The MVA fight produced some notably tricky politics, and lobbying on a scale unknown since the days of Antony and Cleopatra. The most seasoned of professionals got to work. One device that confused the issue was creation of something called the Missouri Valley Development Association, with initials MVDA. Regional committees for MVA itself were formed in each appropriate state, and met vehement opposition. Very powerful groups like the Mississippi Valley Association, the National Reclamation Association and a Ten States Committee took sides against MVA, and an imposing list of clubs and such—some thirty in all including such apparently remote entities as the Propeller Club of the United States, the Pittsburgh Coal Exchange, and the Upper Potomac River Board—all joined in. Above all the great power companies came out of holes where they had been hiding since Insull, and began to shout. Not less than 167 different electric and utility companies joined in a national advertising program, with full pages in the weeklies saying LET’S CROSS THESE RIVERS BEFORE WE COME TO ’EM, and calling out that government in any business endangered all business. (As if Pick-Sloan were not the government!) One big advertising agency sent “investigators” all over the valley, and the Post-Dispatch protested that money for this campaign “is said to come … from kickbacks and rebates concealed in the prices that manufacturers … charge the utility companies for materials and equipment.”

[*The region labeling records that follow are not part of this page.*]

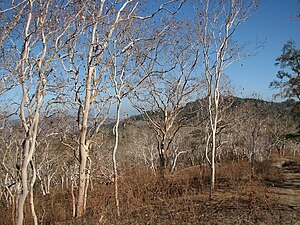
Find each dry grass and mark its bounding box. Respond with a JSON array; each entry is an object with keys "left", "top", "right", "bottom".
[{"left": 0, "top": 158, "right": 300, "bottom": 225}]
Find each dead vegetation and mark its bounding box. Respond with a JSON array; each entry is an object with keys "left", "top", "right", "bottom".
[{"left": 0, "top": 157, "right": 300, "bottom": 225}]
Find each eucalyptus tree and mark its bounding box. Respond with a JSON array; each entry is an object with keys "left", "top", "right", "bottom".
[
  {"left": 194, "top": 0, "right": 257, "bottom": 198},
  {"left": 56, "top": 0, "right": 183, "bottom": 217},
  {"left": 0, "top": 0, "right": 77, "bottom": 224},
  {"left": 131, "top": 22, "right": 199, "bottom": 171}
]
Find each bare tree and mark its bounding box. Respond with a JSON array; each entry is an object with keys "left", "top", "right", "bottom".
[
  {"left": 1, "top": 0, "right": 75, "bottom": 224},
  {"left": 132, "top": 24, "right": 198, "bottom": 174},
  {"left": 57, "top": 0, "right": 182, "bottom": 217},
  {"left": 196, "top": 0, "right": 257, "bottom": 198}
]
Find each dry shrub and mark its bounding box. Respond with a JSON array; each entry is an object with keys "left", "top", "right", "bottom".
[
  {"left": 216, "top": 161, "right": 251, "bottom": 187},
  {"left": 255, "top": 160, "right": 283, "bottom": 182}
]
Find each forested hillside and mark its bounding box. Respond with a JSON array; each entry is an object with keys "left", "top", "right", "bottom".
[{"left": 0, "top": 0, "right": 300, "bottom": 225}]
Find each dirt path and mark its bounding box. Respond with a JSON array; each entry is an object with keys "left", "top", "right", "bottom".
[{"left": 272, "top": 157, "right": 300, "bottom": 212}]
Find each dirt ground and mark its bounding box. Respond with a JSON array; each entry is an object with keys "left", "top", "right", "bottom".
[{"left": 0, "top": 156, "right": 300, "bottom": 225}]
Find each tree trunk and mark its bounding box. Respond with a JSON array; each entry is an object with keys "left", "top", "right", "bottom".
[{"left": 112, "top": 96, "right": 121, "bottom": 217}]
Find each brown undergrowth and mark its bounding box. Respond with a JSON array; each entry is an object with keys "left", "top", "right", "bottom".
[{"left": 0, "top": 157, "right": 300, "bottom": 225}]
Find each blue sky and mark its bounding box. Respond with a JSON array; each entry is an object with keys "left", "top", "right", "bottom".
[{"left": 226, "top": 0, "right": 300, "bottom": 100}]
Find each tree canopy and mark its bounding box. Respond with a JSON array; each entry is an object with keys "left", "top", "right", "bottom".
[{"left": 270, "top": 40, "right": 300, "bottom": 100}]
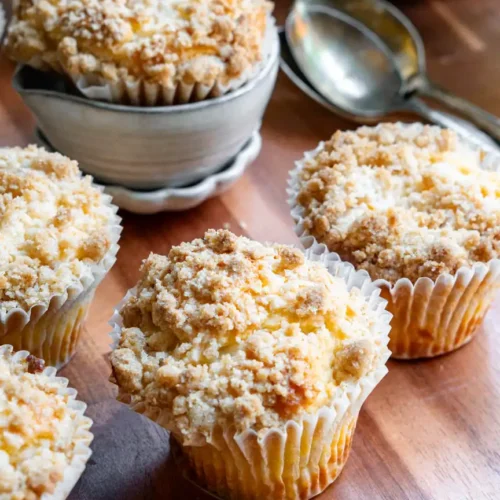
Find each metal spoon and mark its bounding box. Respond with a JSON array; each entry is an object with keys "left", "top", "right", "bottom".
[
  {"left": 279, "top": 28, "right": 498, "bottom": 149},
  {"left": 285, "top": 0, "right": 500, "bottom": 141}
]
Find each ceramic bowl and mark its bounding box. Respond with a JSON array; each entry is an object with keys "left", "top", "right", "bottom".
[
  {"left": 13, "top": 29, "right": 279, "bottom": 189},
  {"left": 35, "top": 129, "right": 262, "bottom": 214}
]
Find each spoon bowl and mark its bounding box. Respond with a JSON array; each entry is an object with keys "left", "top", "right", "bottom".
[
  {"left": 286, "top": 3, "right": 404, "bottom": 120},
  {"left": 285, "top": 0, "right": 500, "bottom": 141}
]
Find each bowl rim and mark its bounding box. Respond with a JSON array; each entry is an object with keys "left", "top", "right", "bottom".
[{"left": 12, "top": 29, "right": 280, "bottom": 114}]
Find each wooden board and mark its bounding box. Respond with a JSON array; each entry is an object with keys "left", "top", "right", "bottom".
[{"left": 0, "top": 0, "right": 500, "bottom": 500}]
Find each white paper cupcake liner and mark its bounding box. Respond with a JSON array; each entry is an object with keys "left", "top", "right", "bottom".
[
  {"left": 110, "top": 244, "right": 392, "bottom": 500},
  {"left": 70, "top": 16, "right": 278, "bottom": 106},
  {"left": 287, "top": 124, "right": 500, "bottom": 359},
  {"left": 0, "top": 345, "right": 94, "bottom": 500},
  {"left": 0, "top": 186, "right": 122, "bottom": 368}
]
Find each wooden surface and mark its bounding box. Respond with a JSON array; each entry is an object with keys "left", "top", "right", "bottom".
[{"left": 0, "top": 0, "right": 500, "bottom": 500}]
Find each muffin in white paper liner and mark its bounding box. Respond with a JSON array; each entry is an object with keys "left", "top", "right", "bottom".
[
  {"left": 0, "top": 345, "right": 94, "bottom": 500},
  {"left": 0, "top": 189, "right": 122, "bottom": 369},
  {"left": 110, "top": 244, "right": 391, "bottom": 500},
  {"left": 70, "top": 16, "right": 279, "bottom": 106},
  {"left": 287, "top": 124, "right": 500, "bottom": 359}
]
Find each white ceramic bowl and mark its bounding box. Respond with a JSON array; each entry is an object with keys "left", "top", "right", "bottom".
[
  {"left": 36, "top": 129, "right": 262, "bottom": 214},
  {"left": 13, "top": 32, "right": 279, "bottom": 189}
]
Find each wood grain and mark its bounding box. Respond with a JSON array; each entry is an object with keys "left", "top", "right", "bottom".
[{"left": 0, "top": 0, "right": 500, "bottom": 500}]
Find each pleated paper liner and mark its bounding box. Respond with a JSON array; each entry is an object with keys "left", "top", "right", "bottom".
[
  {"left": 287, "top": 124, "right": 500, "bottom": 359},
  {"left": 0, "top": 187, "right": 122, "bottom": 369},
  {"left": 110, "top": 245, "right": 391, "bottom": 500},
  {"left": 70, "top": 16, "right": 279, "bottom": 106},
  {"left": 0, "top": 345, "right": 94, "bottom": 500}
]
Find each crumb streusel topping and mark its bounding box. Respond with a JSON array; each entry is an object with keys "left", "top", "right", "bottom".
[
  {"left": 0, "top": 146, "right": 113, "bottom": 311},
  {"left": 297, "top": 124, "right": 500, "bottom": 282},
  {"left": 6, "top": 0, "right": 272, "bottom": 87},
  {"left": 111, "top": 230, "right": 380, "bottom": 445},
  {"left": 0, "top": 353, "right": 79, "bottom": 500}
]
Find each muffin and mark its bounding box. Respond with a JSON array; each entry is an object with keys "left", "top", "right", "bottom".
[
  {"left": 0, "top": 346, "right": 93, "bottom": 500},
  {"left": 5, "top": 0, "right": 275, "bottom": 106},
  {"left": 289, "top": 123, "right": 500, "bottom": 358},
  {"left": 0, "top": 146, "right": 121, "bottom": 368},
  {"left": 111, "top": 230, "right": 390, "bottom": 499}
]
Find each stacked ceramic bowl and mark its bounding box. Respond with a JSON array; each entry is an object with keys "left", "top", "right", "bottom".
[{"left": 6, "top": 0, "right": 279, "bottom": 213}]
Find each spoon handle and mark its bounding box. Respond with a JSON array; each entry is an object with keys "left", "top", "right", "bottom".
[
  {"left": 405, "top": 97, "right": 498, "bottom": 148},
  {"left": 417, "top": 79, "right": 500, "bottom": 142}
]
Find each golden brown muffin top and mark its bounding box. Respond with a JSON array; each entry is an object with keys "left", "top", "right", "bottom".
[
  {"left": 111, "top": 230, "right": 381, "bottom": 445},
  {"left": 0, "top": 146, "right": 113, "bottom": 312},
  {"left": 297, "top": 124, "right": 500, "bottom": 282},
  {"left": 0, "top": 350, "right": 86, "bottom": 500},
  {"left": 6, "top": 0, "right": 272, "bottom": 87}
]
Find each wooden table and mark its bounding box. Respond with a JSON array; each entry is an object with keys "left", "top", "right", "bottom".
[{"left": 0, "top": 0, "right": 500, "bottom": 500}]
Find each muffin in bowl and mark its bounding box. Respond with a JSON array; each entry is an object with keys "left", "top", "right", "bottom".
[
  {"left": 111, "top": 230, "right": 390, "bottom": 499},
  {"left": 0, "top": 146, "right": 121, "bottom": 368},
  {"left": 5, "top": 0, "right": 274, "bottom": 106},
  {"left": 0, "top": 346, "right": 93, "bottom": 500},
  {"left": 289, "top": 123, "right": 500, "bottom": 358}
]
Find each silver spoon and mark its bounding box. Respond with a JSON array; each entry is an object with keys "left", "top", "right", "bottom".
[
  {"left": 279, "top": 28, "right": 498, "bottom": 149},
  {"left": 285, "top": 0, "right": 500, "bottom": 145}
]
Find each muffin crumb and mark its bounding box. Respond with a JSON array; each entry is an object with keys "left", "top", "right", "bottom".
[
  {"left": 0, "top": 349, "right": 89, "bottom": 500},
  {"left": 0, "top": 146, "right": 114, "bottom": 313},
  {"left": 111, "top": 230, "right": 383, "bottom": 446},
  {"left": 297, "top": 123, "right": 500, "bottom": 282}
]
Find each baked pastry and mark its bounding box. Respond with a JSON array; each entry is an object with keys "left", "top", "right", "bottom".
[
  {"left": 0, "top": 346, "right": 93, "bottom": 500},
  {"left": 291, "top": 123, "right": 500, "bottom": 358},
  {"left": 6, "top": 0, "right": 274, "bottom": 106},
  {"left": 0, "top": 146, "right": 121, "bottom": 367},
  {"left": 111, "top": 230, "right": 390, "bottom": 499}
]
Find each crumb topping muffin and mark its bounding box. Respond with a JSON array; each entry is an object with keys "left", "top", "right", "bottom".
[
  {"left": 6, "top": 0, "right": 272, "bottom": 87},
  {"left": 0, "top": 351, "right": 86, "bottom": 500},
  {"left": 0, "top": 146, "right": 114, "bottom": 312},
  {"left": 297, "top": 124, "right": 500, "bottom": 282},
  {"left": 111, "top": 230, "right": 382, "bottom": 445}
]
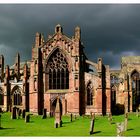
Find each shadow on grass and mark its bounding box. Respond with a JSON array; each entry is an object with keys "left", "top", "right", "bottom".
[
  {"left": 127, "top": 128, "right": 134, "bottom": 131},
  {"left": 0, "top": 127, "right": 15, "bottom": 130},
  {"left": 128, "top": 118, "right": 132, "bottom": 121},
  {"left": 90, "top": 131, "right": 101, "bottom": 135},
  {"left": 62, "top": 121, "right": 74, "bottom": 124}
]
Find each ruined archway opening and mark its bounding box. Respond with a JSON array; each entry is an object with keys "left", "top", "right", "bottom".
[
  {"left": 47, "top": 49, "right": 69, "bottom": 89},
  {"left": 51, "top": 98, "right": 62, "bottom": 116}
]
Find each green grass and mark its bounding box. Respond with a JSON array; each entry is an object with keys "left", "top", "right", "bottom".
[{"left": 0, "top": 113, "right": 140, "bottom": 137}]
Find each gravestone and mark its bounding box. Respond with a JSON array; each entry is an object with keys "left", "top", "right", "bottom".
[
  {"left": 0, "top": 114, "right": 2, "bottom": 129},
  {"left": 136, "top": 109, "right": 139, "bottom": 117},
  {"left": 17, "top": 109, "right": 21, "bottom": 119},
  {"left": 89, "top": 117, "right": 95, "bottom": 135},
  {"left": 70, "top": 113, "right": 72, "bottom": 122},
  {"left": 22, "top": 109, "right": 26, "bottom": 119},
  {"left": 25, "top": 114, "right": 30, "bottom": 123},
  {"left": 124, "top": 113, "right": 128, "bottom": 131},
  {"left": 50, "top": 111, "right": 53, "bottom": 118},
  {"left": 42, "top": 109, "right": 47, "bottom": 119},
  {"left": 108, "top": 113, "right": 112, "bottom": 124},
  {"left": 54, "top": 98, "right": 62, "bottom": 128},
  {"left": 11, "top": 107, "right": 17, "bottom": 119},
  {"left": 74, "top": 114, "right": 76, "bottom": 120},
  {"left": 0, "top": 107, "right": 2, "bottom": 113},
  {"left": 116, "top": 122, "right": 125, "bottom": 136}
]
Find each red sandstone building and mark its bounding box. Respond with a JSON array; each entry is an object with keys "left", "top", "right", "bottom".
[{"left": 0, "top": 25, "right": 140, "bottom": 115}]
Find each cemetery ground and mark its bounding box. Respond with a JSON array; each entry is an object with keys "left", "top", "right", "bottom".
[{"left": 0, "top": 112, "right": 140, "bottom": 137}]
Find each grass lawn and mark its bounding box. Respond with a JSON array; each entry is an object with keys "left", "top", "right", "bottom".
[{"left": 0, "top": 113, "right": 140, "bottom": 137}]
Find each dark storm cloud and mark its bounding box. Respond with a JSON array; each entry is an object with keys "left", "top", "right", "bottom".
[{"left": 0, "top": 4, "right": 140, "bottom": 68}]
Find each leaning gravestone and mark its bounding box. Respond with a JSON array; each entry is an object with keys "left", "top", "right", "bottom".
[
  {"left": 74, "top": 114, "right": 76, "bottom": 120},
  {"left": 11, "top": 107, "right": 17, "bottom": 119},
  {"left": 22, "top": 109, "right": 26, "bottom": 119},
  {"left": 0, "top": 107, "right": 2, "bottom": 113},
  {"left": 54, "top": 98, "right": 62, "bottom": 128},
  {"left": 116, "top": 122, "right": 125, "bottom": 136},
  {"left": 89, "top": 117, "right": 95, "bottom": 135},
  {"left": 108, "top": 113, "right": 112, "bottom": 124},
  {"left": 124, "top": 113, "right": 128, "bottom": 131},
  {"left": 17, "top": 109, "right": 21, "bottom": 119},
  {"left": 25, "top": 114, "right": 30, "bottom": 123},
  {"left": 0, "top": 114, "right": 2, "bottom": 129},
  {"left": 42, "top": 109, "right": 47, "bottom": 119},
  {"left": 70, "top": 113, "right": 72, "bottom": 122}
]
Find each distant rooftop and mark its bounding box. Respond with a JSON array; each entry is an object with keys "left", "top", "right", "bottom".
[
  {"left": 122, "top": 56, "right": 140, "bottom": 64},
  {"left": 10, "top": 61, "right": 30, "bottom": 69}
]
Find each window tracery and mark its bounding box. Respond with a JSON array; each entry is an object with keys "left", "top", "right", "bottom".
[{"left": 47, "top": 49, "right": 69, "bottom": 89}]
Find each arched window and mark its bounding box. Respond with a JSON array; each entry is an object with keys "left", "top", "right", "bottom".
[
  {"left": 0, "top": 87, "right": 4, "bottom": 105},
  {"left": 13, "top": 87, "right": 22, "bottom": 105},
  {"left": 47, "top": 49, "right": 69, "bottom": 89},
  {"left": 87, "top": 81, "right": 93, "bottom": 105},
  {"left": 131, "top": 71, "right": 140, "bottom": 111}
]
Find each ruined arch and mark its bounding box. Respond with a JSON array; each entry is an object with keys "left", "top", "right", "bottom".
[
  {"left": 51, "top": 96, "right": 63, "bottom": 116},
  {"left": 11, "top": 86, "right": 22, "bottom": 106},
  {"left": 46, "top": 48, "right": 70, "bottom": 89}
]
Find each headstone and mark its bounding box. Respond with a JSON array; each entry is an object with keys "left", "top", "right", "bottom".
[
  {"left": 90, "top": 118, "right": 95, "bottom": 135},
  {"left": 25, "top": 114, "right": 30, "bottom": 123},
  {"left": 108, "top": 113, "right": 112, "bottom": 124},
  {"left": 116, "top": 122, "right": 125, "bottom": 136},
  {"left": 74, "top": 114, "right": 76, "bottom": 120},
  {"left": 42, "top": 109, "right": 47, "bottom": 119},
  {"left": 136, "top": 109, "right": 139, "bottom": 117},
  {"left": 70, "top": 113, "right": 72, "bottom": 122},
  {"left": 54, "top": 98, "right": 62, "bottom": 128},
  {"left": 0, "top": 114, "right": 2, "bottom": 129},
  {"left": 22, "top": 109, "right": 26, "bottom": 119},
  {"left": 17, "top": 109, "right": 21, "bottom": 119},
  {"left": 0, "top": 107, "right": 2, "bottom": 113},
  {"left": 11, "top": 107, "right": 17, "bottom": 119},
  {"left": 50, "top": 111, "right": 53, "bottom": 117},
  {"left": 124, "top": 118, "right": 128, "bottom": 131}
]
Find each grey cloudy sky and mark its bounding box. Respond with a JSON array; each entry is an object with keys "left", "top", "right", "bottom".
[{"left": 0, "top": 4, "right": 140, "bottom": 69}]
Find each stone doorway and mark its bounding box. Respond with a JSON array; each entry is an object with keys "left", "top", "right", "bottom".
[{"left": 51, "top": 98, "right": 62, "bottom": 116}]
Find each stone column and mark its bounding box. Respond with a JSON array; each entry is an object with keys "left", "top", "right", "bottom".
[
  {"left": 11, "top": 107, "right": 17, "bottom": 119},
  {"left": 54, "top": 98, "right": 62, "bottom": 128}
]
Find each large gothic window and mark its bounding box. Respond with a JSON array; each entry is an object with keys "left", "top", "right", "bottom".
[
  {"left": 47, "top": 49, "right": 69, "bottom": 89},
  {"left": 87, "top": 81, "right": 93, "bottom": 105},
  {"left": 13, "top": 87, "right": 22, "bottom": 105},
  {"left": 131, "top": 71, "right": 140, "bottom": 111},
  {"left": 0, "top": 87, "right": 4, "bottom": 105}
]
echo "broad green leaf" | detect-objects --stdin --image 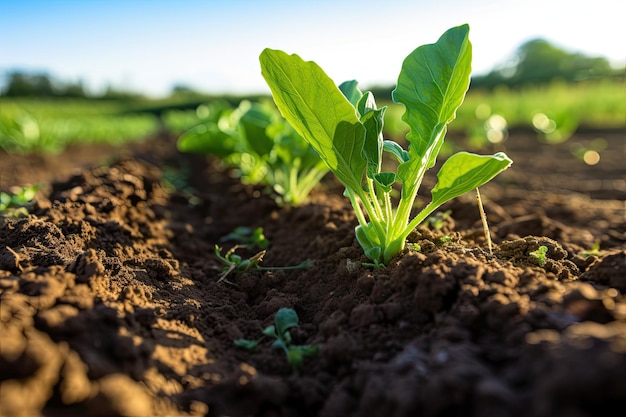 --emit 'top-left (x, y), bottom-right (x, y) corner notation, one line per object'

The country as a whole—that small minority that was interested at least—was not bowled over by the power companies. The Saturday Evening Post, Collier’s, and Life all printed extremely fair presentations of the issue, which on the whole favored MVA. The Post article in particular, which the Reader’s Digest reprinted, blew some of the froth away and gave the authority idea considerable sympathy. Incidentally one of the most consistent and aggressive supporters of MVA is, of all sheets in the world, the New York Daily News, which printed at least four full column editorials warmly advocating it during the winter of discussion. The valley concept is so big, in fact, that it cuts across most categories. For instance such an inveterate opponent of New Dealism, socialism, and Washington bureaucracy as Louis Bromfield is a fanatic partisan for TVA; so is a man who on every other count would be judged an extreme reactionary, Congressman John E. Rankin.
To sum up, supporters of MVA, dormant but still kicking, may take comfort in the odd irony that it was they who served to bring Pick and Sloan together. And all good Americans, keeping their fingers crossed, must hope vigorously that the Pick-Sloan scheme will work well, if indeed MVA should ever be buried beyond resuscitation.
1 Stanley Vestal, The Missouri, in the Rivers of America series.
2 For further word about soil see Chapter 43 below.
3 In a statement to a U. S. Senate subcommittee, September 22, 1945. Mr. Howard is the author of Montana, High, Wide, and Handsome, cited above.